In den ersten Lebenswochen kann der sogenannte Breast-Crawl oder das Intuitive Stillen immer wieder eingesetzt werden. Hierbei versteht man das selbständige Robben des Kindes zur mütterlichen Brust. Hierfür ist nicht viel nötig: Wichtig ist, dass sich die Mutter ZEIT nimmt und eine zurückgelehnte bequeme Position einnimmt. Das Baby liegt Bauch an Bauch mit der Mutter. In Hautkontakt hat das Baby die Möglichkeit zu sehen, zu riechen und zu fühlen, die eigenen Reflexe wieder zu betätigen. Das Baby liegt in zugewandter Haltung zur Mutter. Durch den Fechter-, Babkin- und Greifreflex erfolgt die Vorbereitung zum Stillen. Der Fechterreflex ist auch unter „Asymmetrisch-tonischer Nackenreflex“, Abkürzung ATNR, bekannt. In den ersten 6 Wochen, ausgelöst durch das Seitwärtsdrehen des Kopfes, streckt das Baby den Arm, der sich im Blickfeld befindet. Der abgewandte Arm wird gebeugt. Durch beidseitigen Druck auf die Basis der Handflächen lässt sich der Babkinreflex auslösen. Die Reaktion des Neugeborenen ist hierbei das Öffnen des Mundes und das Drehen und Heben des Kopfes. Abschließend erfolgt noch der Greifreflex. Erhöht sich der Druck auf die Handflächen ist der Faustschluss die Reaktion. Eine geballte Faust stellt das Symbol für mehr Kraft dar. Auch das Baby macht sich das zunutze. Bei saugschwachen Kindern, z.B. bei Frühgeborenen, kann dieser Effekt zur Unterstützung eines effektiveren Saugens Anwendung finden. Auch der Schreitreflex darf nicht vergessen werden. Das Baby stößt sich mit den Beinen bei Berührung der Fußsohlen ab und hebt gleichzeitig seinen Kopf. Das Berühren der Mamille mit der Wange oder dem Mundwinkel des Kindes stimuliert das Suchen (Suchreflex). Das Baby öffnet den Mund weit und dreht seinen Kopf. Das Baby braucht Zeit, um den Mund richtig und vollkommen öffnen zu können. Die Berührung der Mamille mit der Zungenspitze lässt das Baby die Zunge bis zur Unterlippengrenze herausstrecken. Das Saugen beginnt. Die Mamille wird von den Lippen, Zunge und der Mundhöhle abgedeckt. Ein rhythmisches Öffnen und Schließen des Kiefers, also eine erfolgreiche Stillmahlzeit nimmt
ihren Lauf. Mutter und Kind brauchen vor allem ausreichend Zeit, um die natürlichen Reflexe einzusetzen. Nachfolgend erleben viele Stillpaare eine gute entspannte Stillzeit.

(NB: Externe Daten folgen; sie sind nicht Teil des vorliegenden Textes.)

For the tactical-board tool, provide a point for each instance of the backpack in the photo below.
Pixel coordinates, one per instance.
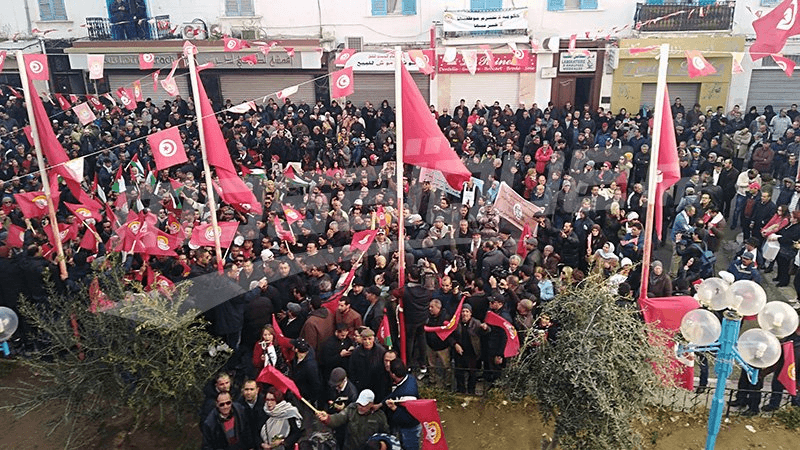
(707, 260)
(320, 440)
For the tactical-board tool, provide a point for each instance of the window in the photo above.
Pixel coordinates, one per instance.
(239, 8)
(561, 5)
(485, 5)
(52, 10)
(386, 7)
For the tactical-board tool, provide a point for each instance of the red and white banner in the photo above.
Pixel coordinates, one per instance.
(146, 61)
(424, 59)
(84, 113)
(167, 148)
(37, 66)
(233, 44)
(170, 86)
(503, 63)
(697, 65)
(342, 83)
(95, 63)
(96, 103)
(137, 91)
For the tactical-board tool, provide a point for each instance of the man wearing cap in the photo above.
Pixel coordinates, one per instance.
(305, 372)
(366, 362)
(336, 350)
(743, 182)
(744, 268)
(360, 419)
(375, 311)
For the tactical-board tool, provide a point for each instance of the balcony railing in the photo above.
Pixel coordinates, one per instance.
(101, 29)
(685, 15)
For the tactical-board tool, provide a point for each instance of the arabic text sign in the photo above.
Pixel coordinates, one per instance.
(509, 19)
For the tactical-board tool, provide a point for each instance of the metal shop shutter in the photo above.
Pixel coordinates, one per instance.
(771, 87)
(688, 92)
(126, 79)
(377, 87)
(486, 87)
(239, 87)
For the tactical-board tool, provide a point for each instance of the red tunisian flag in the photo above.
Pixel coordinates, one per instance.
(37, 67)
(146, 61)
(522, 250)
(774, 28)
(16, 236)
(342, 83)
(126, 97)
(667, 312)
(425, 411)
(512, 338)
(363, 239)
(203, 235)
(697, 65)
(167, 148)
(292, 215)
(788, 375)
(234, 191)
(32, 204)
(271, 375)
(669, 172)
(445, 330)
(786, 64)
(424, 145)
(342, 57)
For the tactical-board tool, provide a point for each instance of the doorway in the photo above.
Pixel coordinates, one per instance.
(583, 92)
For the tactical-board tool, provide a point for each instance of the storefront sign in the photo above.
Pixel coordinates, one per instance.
(502, 64)
(467, 21)
(123, 61)
(578, 62)
(377, 62)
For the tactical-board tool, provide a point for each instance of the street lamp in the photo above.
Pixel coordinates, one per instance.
(756, 348)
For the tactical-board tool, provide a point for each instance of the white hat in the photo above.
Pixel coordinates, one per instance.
(365, 397)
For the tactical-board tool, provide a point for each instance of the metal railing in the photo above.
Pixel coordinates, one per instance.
(684, 16)
(101, 29)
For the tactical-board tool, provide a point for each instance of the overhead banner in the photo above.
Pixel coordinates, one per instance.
(503, 63)
(467, 21)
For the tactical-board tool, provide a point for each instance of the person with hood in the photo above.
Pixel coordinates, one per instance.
(319, 325)
(660, 284)
(284, 424)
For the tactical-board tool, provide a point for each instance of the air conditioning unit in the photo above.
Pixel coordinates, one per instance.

Stillförderung ist Bindungsförderung

Wichtig sind Wissen und Kompetenz beim Fachpersonal und Verständnis für die Bedeutung der ersten Stunden nach der Geburt. Auch auf die Kompetenz von Mutter und Kind ist zu achten und ist vor allem zu respektieren! Es hilft, soweit wie möglich Sedierungen, Kontaktunterbrechungen, Zeitdruck und Stress von jedem einzelnen Mutter- Kind-Paar fernzuhalten. Die Mütter und ihre Kinder brauchen oft Unterstützung dabei, eine gemütliche, entspannte Position zu finden. Das Wissen über das Vorhandensein von physiologischen Reflexen ist Voraussetzung, um sie auch nützen zu können. Generelle Bestärkung der Bindung und die Aufklärung der Mütter über die Körpersprache ihres Babys sind notwendig, damit die kindlichen Bedürfnisse erkannt und nachfolgend adäquat darauf reagiert werden kann. In der ersten Prägungsphase ist eine Verwendung von Sauger, Hütchen oder Schnuller übrigens nicht empfohlen. Ist im medizinischen Ausnahmefall eine Zufütterung notwendig, so ist eine stillfreundliche Zufütterungsmethode zu wählen. Mit diesem wichtigen Bindungsaufbau stellt man sicher, dass das Kind nicht mehr ohne seine Mutter sein muss. Denn eine Mutter, die ihr Kind gestillt hat, verlässt es nicht mehr. Und für uns  Fachpersonen ist es wichtig zu wissen, dass manchmal „weniger zu tun“ am Ende auch „mehr getan zu haben“ heißen kann.